There’s much to be said about all the glitz and glamour that’s been associated with the latest buzzword eSports. What was once deemed as an activity for a select few confined to the realms of the interweb and dimly lit cafes has now become a true sport with millions of adoring fans globally. eSports is recognized by 43 nations globally as a legitimate sport.
By some metrics eSports is beginning to outstrip the popularity of conventional sports and it is only recently that companies and organisations have begun to capitalize on this enormous audience. The audience itself is not bound to any one demographic and cuts through geography, class, race and culture. Thanks to the evolution of gaming platforms from console and PC to easily accessible mobile devices, more people are playing games than ever before and we’re only expecting to see these numbers rise over time.
The world of professional video game competitions is often associated with hardcore multiplayer games such as DOTA 2, Call of Duty and League of Legends. Teams come from all over the world to compete in global competitions for millions of dollars worth of prize money.
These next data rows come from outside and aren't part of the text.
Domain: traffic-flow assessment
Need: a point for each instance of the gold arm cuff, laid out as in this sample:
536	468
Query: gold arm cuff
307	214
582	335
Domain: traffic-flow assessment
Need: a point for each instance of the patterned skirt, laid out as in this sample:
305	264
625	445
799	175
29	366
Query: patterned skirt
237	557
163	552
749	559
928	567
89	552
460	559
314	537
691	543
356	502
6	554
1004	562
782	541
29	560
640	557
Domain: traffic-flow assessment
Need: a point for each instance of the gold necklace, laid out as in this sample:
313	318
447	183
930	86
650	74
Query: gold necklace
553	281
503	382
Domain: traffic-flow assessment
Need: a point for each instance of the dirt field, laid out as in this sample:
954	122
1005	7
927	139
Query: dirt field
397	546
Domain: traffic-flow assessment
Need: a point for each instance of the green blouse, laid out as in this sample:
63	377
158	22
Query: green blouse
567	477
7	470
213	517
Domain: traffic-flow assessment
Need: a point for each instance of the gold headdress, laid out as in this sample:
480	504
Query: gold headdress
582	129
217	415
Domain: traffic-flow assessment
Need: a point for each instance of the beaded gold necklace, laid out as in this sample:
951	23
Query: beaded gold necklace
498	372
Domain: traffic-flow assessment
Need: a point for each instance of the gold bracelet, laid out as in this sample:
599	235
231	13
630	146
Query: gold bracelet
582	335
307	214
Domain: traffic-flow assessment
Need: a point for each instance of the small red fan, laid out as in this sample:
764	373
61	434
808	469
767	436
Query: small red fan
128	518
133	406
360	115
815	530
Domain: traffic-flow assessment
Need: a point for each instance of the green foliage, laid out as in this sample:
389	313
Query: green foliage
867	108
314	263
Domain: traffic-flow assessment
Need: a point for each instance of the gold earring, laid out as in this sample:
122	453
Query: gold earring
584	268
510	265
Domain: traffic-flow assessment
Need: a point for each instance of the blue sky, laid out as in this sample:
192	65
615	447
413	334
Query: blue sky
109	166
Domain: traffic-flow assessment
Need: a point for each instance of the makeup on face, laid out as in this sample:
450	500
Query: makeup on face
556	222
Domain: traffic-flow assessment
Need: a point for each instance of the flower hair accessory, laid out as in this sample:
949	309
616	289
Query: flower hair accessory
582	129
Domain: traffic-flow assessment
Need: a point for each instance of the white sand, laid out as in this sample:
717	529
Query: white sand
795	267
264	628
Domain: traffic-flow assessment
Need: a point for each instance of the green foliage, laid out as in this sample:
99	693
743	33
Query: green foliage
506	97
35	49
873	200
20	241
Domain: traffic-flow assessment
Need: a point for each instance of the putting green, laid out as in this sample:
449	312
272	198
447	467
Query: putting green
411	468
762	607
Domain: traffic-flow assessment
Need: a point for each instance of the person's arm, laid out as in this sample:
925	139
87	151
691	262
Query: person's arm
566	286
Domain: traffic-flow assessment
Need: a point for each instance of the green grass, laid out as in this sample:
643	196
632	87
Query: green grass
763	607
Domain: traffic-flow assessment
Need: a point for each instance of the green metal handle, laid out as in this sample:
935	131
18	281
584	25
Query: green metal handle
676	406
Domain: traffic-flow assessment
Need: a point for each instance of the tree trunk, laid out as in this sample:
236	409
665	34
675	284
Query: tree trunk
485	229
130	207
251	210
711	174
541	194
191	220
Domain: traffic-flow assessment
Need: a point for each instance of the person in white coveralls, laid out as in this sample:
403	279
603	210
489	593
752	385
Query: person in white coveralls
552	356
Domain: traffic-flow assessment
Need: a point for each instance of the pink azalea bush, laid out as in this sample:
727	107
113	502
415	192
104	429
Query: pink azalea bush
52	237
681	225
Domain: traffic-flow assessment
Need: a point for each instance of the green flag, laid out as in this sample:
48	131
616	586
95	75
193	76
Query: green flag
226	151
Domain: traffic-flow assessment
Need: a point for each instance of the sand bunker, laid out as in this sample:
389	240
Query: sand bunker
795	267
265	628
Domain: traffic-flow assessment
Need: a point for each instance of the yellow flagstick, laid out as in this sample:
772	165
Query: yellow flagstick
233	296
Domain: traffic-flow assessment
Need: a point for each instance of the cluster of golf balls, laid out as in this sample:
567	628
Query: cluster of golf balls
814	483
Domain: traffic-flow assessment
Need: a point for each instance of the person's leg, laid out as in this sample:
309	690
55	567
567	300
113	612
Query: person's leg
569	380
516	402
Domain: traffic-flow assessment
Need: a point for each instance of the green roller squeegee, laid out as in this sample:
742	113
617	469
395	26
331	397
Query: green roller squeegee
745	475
The recent eSports tournament simply known as ‘The International’ for Dota 2 had up to USD6.6 million in prize money. Teams had to go through an international round of Qualifiers based on their global region. Each of the 4 regions from the Americas, China, Europe and South East Asia, the winner of each region will then be invited to ‘The International’ that took place at the KeyArena in Seattle.
The stadium was packed for The Grand Finals with over 17,500 people in attendance; the match itself was streamed across the world in theatres, on YouTube, Twitch, ESPN and other global TV networks with an approximate number of 20 million viewers.
With those sorts of statistics this eSports phenomenon is definitely here to stay. I can’t wait to see what happens next!